With thousands of events per aggregate, replay from start takes time. Snapshots save state at a specific version:

@Service
public class SnapshotService {

    public void createSnapshotIfNeeded(Order order) {
        if (order.getVersion() % 100 == 0) { // every 100 events
            OrderSnapshot snapshot = new OrderSnapshot(
                order.getId(),
                order.getVersion(),
                objectMapper.writeValueAsString(order),
                Instant.now()
            );
            snapshotRepo.save(snapshot);
        }
    }

    public Order loadWithSnapshot(Long orderId) {
        Optional<OrderSnapshot> snapshot = snapshotRepo.findLatest(orderId);

        if (snapshot.isPresent()) {
            Order order = objectMapper.readValue(snapshot.get().getState(), Order.class);
            // Load only events after snapshot version
            List<DomainEvent> newEvents = eventRepo.loadAfterVersion(
                orderId, snapshot.get().getVersion()
            );
            for (DomainEvent event : newEvents) {
                order.applyHistorical(event);
            }
            return order;
        }

        return eventRepo.load(orderId);
    }
}

Timeline

Day 1–2 — design event model: which events, their fields, versioning.

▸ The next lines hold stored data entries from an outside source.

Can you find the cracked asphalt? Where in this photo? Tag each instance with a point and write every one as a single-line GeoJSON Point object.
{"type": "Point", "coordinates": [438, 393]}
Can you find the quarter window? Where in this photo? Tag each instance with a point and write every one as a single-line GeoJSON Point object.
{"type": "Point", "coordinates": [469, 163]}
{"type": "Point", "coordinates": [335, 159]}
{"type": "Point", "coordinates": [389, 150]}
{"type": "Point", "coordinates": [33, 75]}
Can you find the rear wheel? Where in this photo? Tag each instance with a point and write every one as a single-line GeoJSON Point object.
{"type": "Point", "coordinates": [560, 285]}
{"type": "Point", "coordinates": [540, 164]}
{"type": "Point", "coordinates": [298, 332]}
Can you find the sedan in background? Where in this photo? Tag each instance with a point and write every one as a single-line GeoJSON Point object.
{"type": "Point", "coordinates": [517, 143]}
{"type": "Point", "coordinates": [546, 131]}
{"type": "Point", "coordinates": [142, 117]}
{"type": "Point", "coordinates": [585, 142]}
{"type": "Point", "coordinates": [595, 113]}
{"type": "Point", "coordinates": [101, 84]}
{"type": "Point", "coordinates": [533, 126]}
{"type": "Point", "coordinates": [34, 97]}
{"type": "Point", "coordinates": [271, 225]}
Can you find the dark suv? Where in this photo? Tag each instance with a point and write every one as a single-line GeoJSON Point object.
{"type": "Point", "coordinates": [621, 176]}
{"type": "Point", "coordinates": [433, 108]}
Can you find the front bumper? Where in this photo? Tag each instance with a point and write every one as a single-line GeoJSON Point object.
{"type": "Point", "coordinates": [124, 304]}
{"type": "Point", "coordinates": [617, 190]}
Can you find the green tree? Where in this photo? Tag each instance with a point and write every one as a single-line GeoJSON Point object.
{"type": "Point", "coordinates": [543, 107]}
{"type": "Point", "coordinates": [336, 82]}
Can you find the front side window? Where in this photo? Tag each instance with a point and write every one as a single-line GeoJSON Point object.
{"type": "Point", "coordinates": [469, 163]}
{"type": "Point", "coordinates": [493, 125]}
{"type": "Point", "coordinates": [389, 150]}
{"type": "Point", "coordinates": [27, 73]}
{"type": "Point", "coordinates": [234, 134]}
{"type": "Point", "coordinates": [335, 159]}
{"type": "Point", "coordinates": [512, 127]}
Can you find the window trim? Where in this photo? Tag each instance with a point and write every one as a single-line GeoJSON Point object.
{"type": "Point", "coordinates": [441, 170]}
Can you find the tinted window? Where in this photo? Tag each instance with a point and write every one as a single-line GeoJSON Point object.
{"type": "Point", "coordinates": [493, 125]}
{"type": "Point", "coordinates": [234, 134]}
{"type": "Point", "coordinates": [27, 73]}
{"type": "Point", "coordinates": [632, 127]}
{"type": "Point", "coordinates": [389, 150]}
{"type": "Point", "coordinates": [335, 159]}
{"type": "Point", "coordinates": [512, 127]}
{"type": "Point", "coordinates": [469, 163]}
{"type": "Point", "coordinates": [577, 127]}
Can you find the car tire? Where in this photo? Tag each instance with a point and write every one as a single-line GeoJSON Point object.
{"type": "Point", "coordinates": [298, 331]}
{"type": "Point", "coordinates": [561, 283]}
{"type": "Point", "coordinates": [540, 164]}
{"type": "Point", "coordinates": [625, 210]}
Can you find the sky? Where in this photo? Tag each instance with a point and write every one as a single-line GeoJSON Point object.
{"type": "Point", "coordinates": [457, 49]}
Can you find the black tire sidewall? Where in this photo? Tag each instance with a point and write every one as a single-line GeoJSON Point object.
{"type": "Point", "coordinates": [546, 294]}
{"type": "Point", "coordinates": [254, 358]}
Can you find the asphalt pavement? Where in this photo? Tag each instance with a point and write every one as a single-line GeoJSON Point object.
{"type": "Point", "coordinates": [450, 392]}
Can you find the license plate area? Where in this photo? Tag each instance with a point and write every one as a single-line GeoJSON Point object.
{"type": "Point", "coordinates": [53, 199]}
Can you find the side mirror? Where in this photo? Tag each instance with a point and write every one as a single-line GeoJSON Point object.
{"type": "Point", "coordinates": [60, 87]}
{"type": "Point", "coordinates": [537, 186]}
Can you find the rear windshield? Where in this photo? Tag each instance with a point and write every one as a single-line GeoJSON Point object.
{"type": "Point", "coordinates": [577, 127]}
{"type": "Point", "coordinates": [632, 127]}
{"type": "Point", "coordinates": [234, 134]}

Avro schemas or Protobuf for each event type.

Day 3–4 — develop aggregates and Event Store Repository, implement apply methods, optimistic locking.

Day 5–6 — implement projections for Read Models, test replay.

Day 7 — snapshots, load testing, evaluate replay time without snapshots vs with snapshots.

Day 8 — monitor projection lag, tool for recreating Read Model from Event Log (full replay).